訃報は経営合宿が始まったばかりの朝イチに届き、動揺から私の話すことは終始グダグダであった。
会議の合間にもうひとりの親友と電話し、ようやく状況が掴めた。闘病してる間は誰にも病状を伝えなかったらしい。ただひとり、いま話している むかし3人組と呼ばれていた会話の主以外には。
だから寝耳に水であったのだ。
電話の向こうでそれを誰にも言わずにいたことを謝っていたが、アイツらしいやり方だと自然に受け止められた。過剰に関わられることが苦手なタイプなのだ。
葬儀には間に合わなかった。
私が出席しないと対外的に成り立たない行事があったからだ。
年度末に死ぬなバカ!
とは言え、奴も俺の葬儀には出られないわけだから おあいこである。
翌朝、新幹線で仙台に戻り彼の家に向かった。葬儀が終わり遺影だけが彼を偲ぶあかしとして目の前にあったが、昔ながらの真ん丸の顔で死んだ実感などわくわけもなく、涙のひとつも流れなかった。

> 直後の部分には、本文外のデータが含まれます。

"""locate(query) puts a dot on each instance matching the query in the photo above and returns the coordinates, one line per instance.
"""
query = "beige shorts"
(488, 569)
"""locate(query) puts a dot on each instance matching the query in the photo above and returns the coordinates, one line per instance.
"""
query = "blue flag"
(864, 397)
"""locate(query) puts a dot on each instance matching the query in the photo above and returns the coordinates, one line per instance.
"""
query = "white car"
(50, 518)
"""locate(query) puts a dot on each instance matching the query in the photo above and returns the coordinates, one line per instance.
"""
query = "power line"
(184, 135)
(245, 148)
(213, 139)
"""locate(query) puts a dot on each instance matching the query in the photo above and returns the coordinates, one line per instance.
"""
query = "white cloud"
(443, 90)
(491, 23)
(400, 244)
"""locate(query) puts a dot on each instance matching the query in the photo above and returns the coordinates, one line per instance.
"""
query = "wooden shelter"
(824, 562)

奥様とは結婚前後、たまに飲み会に来たくらいの記憶しかない。そのくらい男仲間だけで遊んでいたのだ。
奥様は故人から弔問に訪れるだろうリストを手渡されていたが、その中の俺の名前だけが愛称で誰だったか思い出すのが大変だったらしい。
お互い若い頃の面影を探りつつ、少しづつ時を巻き戻していった。
リストに遺すくらいだから何か遺言でもあろうものだが、名前があるだけ。まったくアイツらしい、徹底して合理主義なのだ。

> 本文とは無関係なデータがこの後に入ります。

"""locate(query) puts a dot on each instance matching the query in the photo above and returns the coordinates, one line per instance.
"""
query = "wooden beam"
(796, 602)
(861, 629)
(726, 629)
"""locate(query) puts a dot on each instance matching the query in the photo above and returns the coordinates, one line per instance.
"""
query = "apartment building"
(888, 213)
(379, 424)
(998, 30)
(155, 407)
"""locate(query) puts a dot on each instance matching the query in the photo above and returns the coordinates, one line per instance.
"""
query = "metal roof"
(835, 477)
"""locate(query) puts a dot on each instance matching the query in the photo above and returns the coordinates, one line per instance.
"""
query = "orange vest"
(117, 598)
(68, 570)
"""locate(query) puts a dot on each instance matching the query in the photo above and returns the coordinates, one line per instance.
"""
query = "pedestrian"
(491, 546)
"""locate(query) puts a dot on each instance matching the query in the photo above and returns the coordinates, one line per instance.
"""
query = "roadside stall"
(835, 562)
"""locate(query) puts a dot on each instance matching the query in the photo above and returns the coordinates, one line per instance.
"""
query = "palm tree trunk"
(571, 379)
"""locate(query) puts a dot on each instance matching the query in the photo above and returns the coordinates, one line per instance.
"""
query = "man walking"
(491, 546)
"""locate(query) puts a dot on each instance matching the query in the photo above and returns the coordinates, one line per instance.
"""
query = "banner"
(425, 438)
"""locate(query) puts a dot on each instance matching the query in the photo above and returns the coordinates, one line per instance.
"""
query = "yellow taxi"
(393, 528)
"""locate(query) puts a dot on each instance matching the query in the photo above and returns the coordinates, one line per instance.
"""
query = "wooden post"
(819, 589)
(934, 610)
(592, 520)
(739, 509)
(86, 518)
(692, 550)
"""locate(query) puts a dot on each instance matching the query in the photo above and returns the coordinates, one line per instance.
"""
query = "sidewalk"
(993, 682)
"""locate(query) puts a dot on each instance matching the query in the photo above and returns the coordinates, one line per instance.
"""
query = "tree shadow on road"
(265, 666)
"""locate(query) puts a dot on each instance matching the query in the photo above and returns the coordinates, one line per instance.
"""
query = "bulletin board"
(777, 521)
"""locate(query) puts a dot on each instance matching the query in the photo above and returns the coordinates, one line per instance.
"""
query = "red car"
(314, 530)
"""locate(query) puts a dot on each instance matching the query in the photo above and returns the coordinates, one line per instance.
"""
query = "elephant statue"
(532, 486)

そのくらいだから覚悟は出来ていたらしく、水しか飲めなくなると医師から宣告された時も家族に「これから断食に入りま〜す」と笑いながら言ったらしい。あいからわず面白くない、ギャグは常に滑るやつだった。
それが最後だと思ったら愛想笑いくらいはしてやったのに。何も言わずに逝ったのは寂しい…。
でも、「俺の名前だけが愛称だった」それだけで十分な遺言かもしれない。そう思うと書きながら初めて泣けて来た。
おそらくリストの人は全て弔問に訪れたに違いない。来ないわけがない、そんな男だ。
イイ奴だった。
謎の愛称の男では申し訳ないので、立派に喪主を務めた学生の長男に名刺を渡した。「何かあったら連絡してきなさい」と。
後見人くらいならいつでもなる。
リストに愛称で遺したのも、1日遅れて来ざるを得なくしたのも、こういうことだろう、友よ。
平成の思い出は友の死で幕をおろしはじめ、春なのに仙台は雪だった。